If this way of looking at the technology as a business opportunity appeals to you, please include it in your agenda when you contact us.
Turning a Business Contingency Plan into a Business Opportunity
Either during or after a client creates and implements emergency/disaster contingency plans – and if it’s made part of the plan – the client has the opportunity to recapture (or at least partially offset) of the cost of that plan and turn it into a recurring profit center.
While Telecommunications Continuity Planning tries to ensure that a client remains in operation, it’s not something that can be outsourced unless the client plans plans to share his or her communications system as well. And if that’s also a possibility, then be sure to also read Tenant Services Help Pay the Rent.
However, a client can provide Business/Natural Disaster Continuity Planning and Preparedness services to his or her customers and/or suppliers for mutual benefit without also having to offer resale of telecomunications services.
Here’s our advice to our clients in this position:
There's no reason to keep this wonderful strategic capability a secret. You’ve become a more reliable, hence more valuable strategic partner to both your suppliers and your customers. Make sure you publicize the fact that you have additional capacity and are willing to allow a limited number of strategic partners to share it. You are not going to become or pose as disaster recovery experts. You can tell them to have their Plan A in place, and all you are offering is a Plan B that they don't have to develop themselves. Those with plan As will appreciate and will be grateful for the opportunity, whether or not they choose to avail themselves of it. Those without Plan As will (or at least should) be doubly grateful.

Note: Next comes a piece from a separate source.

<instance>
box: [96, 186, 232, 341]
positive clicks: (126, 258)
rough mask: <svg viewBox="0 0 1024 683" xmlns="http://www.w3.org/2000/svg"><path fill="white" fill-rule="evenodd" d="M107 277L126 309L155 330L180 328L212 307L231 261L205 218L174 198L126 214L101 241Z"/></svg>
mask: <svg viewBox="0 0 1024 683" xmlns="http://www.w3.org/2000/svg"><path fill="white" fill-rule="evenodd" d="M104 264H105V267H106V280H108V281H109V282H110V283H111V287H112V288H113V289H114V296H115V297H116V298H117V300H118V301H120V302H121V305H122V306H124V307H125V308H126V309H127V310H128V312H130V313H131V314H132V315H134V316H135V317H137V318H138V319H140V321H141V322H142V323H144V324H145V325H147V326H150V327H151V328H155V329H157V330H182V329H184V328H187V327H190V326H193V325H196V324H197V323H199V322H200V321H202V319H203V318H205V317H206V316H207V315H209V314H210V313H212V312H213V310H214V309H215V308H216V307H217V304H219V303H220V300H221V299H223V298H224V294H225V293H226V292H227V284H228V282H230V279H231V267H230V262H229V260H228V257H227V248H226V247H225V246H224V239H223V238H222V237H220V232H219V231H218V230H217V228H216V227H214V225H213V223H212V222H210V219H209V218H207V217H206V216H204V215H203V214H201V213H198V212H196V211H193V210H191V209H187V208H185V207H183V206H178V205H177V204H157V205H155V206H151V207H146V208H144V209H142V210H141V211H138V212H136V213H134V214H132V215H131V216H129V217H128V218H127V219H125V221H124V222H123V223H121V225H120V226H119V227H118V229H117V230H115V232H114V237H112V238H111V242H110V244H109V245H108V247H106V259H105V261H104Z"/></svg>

Your suppliers will be interested in what you've done because you've strengthened your part in their distribution chain. By informing them in detail about how you've secured your operating continuity you will make them feel less secure and more vulnerable about theirs.
The key point is, you are not proposing to assume any responsibility for their operations. You simply can make available to them the same tools with which they can secure their own operations, and as part of your service, you will help guide them through the training and implementation process. Why does this make sense for them? Because they will not have to undergo all the learning and implementation issues you faced. Since they will not have the exact same needs, they will not use the same resources as you. If they are in a different time zone or operate over different time zones, they may be affected while you are not. And once the relationship is in place, your supplier will have an additional incentive to help you during difficult times.
Your customers will have similar incentives. Those too small to have the financial or technical resources to forge their own plans will be receptive to a cost-effective solution. Those capable of implementing such plans by themselves may not have the time or budget for it. Equally, they may decide to take advantage of your platform because you are now perceived as such a reliable supplier.
Ultimately, you may get enough businesses on board to justify adding additional features, robustness, and redundancy, the cost of which your new partners should be more than willing to help you shoulder as part of their ongoing service charges.
It's an open, honest, win-win for all. And aren't those the best investments?